ANT-Dependent MPTP Contributes To Necrotic Myofiber Death In Muscular Dystrophy

The Mitochondrial Permeability Transition Pore (MPTP) is a critical cell death mechanism that contributes to ischemia reperfusion injury in the heart and several degenerative diseases, including Muscular Dystrophy (MD). MD is a family of genetic disorders characterized by progressive muscle wasting, loss of muscle function, and premature death. We have recently demonstrated that the MPTP has two defined genetic components: one consisting of adenosine nucleotide translocase (ANT) family of proteins and a second, unidentified pore that requires the protein cyclophilin D (CypD) to activate.
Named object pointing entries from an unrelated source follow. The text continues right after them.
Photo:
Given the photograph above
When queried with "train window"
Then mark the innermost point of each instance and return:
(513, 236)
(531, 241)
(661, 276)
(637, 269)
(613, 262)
In this study we used MD as a model to test whether this new MPTP model could be applied to a physiological context of necrotic cell death in vivo . We observed that genetic deletion of ANT1 or CypD substantially reduced MD pathology in skeletal muscle, with reduced measures of muscle necrotic cell death, and improved muscle function compared to MD control animals. However, both ANT1KO and CypDKO MD mice still displayed elevated rates of cell death and MD pathology compared to healthy wildtype animals. MD mice lacking both ANT1 and CypD (ANT1KO-CypDKO) virtually eliminated features of skeletal muscle pathology in MD. We observed a near complete loss of MD histopathology, undetectable levels of tissue necrosis, and muscle function that was improved to non-MD levels in ANT1KO-CypDKO MD mice. This study demonstrates that inhibiting both the ANT-dependent and CypD-dependent components of MPTP together can prevent necrotic cell death in an in vivo model. This study also suggests that a therapy that inhibits both MPTP-components can effectively treat MD and may potentially reduce cardiac ischemia reperfusion injury.